3. Etablieren Sie ein Lifecycle Management für Ihre Lösungen

Neue an den Markt gebrachte Lösungen werden oftmals bereits sehr viel anders entwickelt und gemanagt als noch vor wenigen Jahren. Aber der größte Teil des Geschäfts wird meist noch mit schon lange bestehenden Services, Produkten oder natürlich Lösungen gemacht. Deswegen gilt es, das bestehende Angebot aktiver und bewusster durch seinen Lebenszyklus zu steuern, stetig zu verbessern und strategisch klug auszurichten – im Einzelfall und als Portfolio. Auch hier stehen die Bedürfnisse des Kunden im Mittelpunkt. Unternehmen können hier von neuen oder auch etablierten Methoden des Produkt- und Dienstleistungsmanagement profitieren. Die  verantwortlichen Manager sollten in diesen Methoden weiterentwickelt und für ihre Aufgaben gezielt mit Daten versorgt werden, wie z.B. Kauf- und Verkaufsmustern  u.ä.

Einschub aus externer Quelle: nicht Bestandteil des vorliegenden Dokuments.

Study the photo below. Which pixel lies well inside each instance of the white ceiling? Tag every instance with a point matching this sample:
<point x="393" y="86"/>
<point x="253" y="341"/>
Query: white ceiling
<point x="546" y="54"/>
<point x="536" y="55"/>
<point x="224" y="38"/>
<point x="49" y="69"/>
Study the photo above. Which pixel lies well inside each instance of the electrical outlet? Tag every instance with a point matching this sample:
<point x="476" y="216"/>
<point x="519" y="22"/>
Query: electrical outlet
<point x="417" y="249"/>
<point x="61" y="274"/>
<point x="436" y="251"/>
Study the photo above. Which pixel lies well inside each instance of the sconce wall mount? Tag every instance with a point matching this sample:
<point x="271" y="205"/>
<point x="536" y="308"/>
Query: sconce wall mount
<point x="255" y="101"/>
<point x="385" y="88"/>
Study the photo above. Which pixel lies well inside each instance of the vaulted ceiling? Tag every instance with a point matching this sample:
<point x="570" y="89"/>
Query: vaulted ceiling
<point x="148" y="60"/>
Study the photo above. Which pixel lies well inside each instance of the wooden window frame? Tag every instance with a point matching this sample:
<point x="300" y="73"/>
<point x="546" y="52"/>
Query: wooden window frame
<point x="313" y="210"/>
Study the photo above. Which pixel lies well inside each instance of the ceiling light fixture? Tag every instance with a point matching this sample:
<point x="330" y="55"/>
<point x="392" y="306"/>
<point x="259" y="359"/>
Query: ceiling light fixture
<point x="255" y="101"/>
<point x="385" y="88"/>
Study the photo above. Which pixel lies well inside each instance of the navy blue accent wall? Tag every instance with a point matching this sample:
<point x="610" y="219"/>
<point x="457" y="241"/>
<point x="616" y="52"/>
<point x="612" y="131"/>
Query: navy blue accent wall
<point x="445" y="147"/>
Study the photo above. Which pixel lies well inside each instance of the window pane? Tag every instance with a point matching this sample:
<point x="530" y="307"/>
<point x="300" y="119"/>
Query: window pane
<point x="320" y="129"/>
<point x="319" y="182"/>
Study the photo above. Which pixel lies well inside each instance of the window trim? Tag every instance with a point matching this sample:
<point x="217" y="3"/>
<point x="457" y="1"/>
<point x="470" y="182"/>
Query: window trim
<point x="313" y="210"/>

4. Achten Sie auf intelligente Standardisierung

Natürlich sollte jede Lösung auf die Bedürfnisse eines Kunden zugeschnitten sein. Aber das bedeutet nicht, dass ein Unternehmen für jeden Kunden eine komplett neue Lösung erarbeitet oder entwickelt. Das Angebot sollte so weit standardisiert werden, etwa nach Baukasten-Prinzipien, dass eine Lösung mit wenigen Arbeitsschritten auf die Bedürfnisse des Kunden zugeschnitten werden kann. Dies ist auch bei komplexen und intellektuellen Dienstleistungen möglich, wie zahlreiche Anbieter von Legal Tech Solutions inzwischen demonstrieren. Sie entwerfen oder prüfen Verträge, werten Dokumente und Fälle aus, beantworten hierzu Fragen. Sie ersetzen den Anwalt zwar noch nicht – aber machen ihn deutlich effizienter, konsistenter und effektiver.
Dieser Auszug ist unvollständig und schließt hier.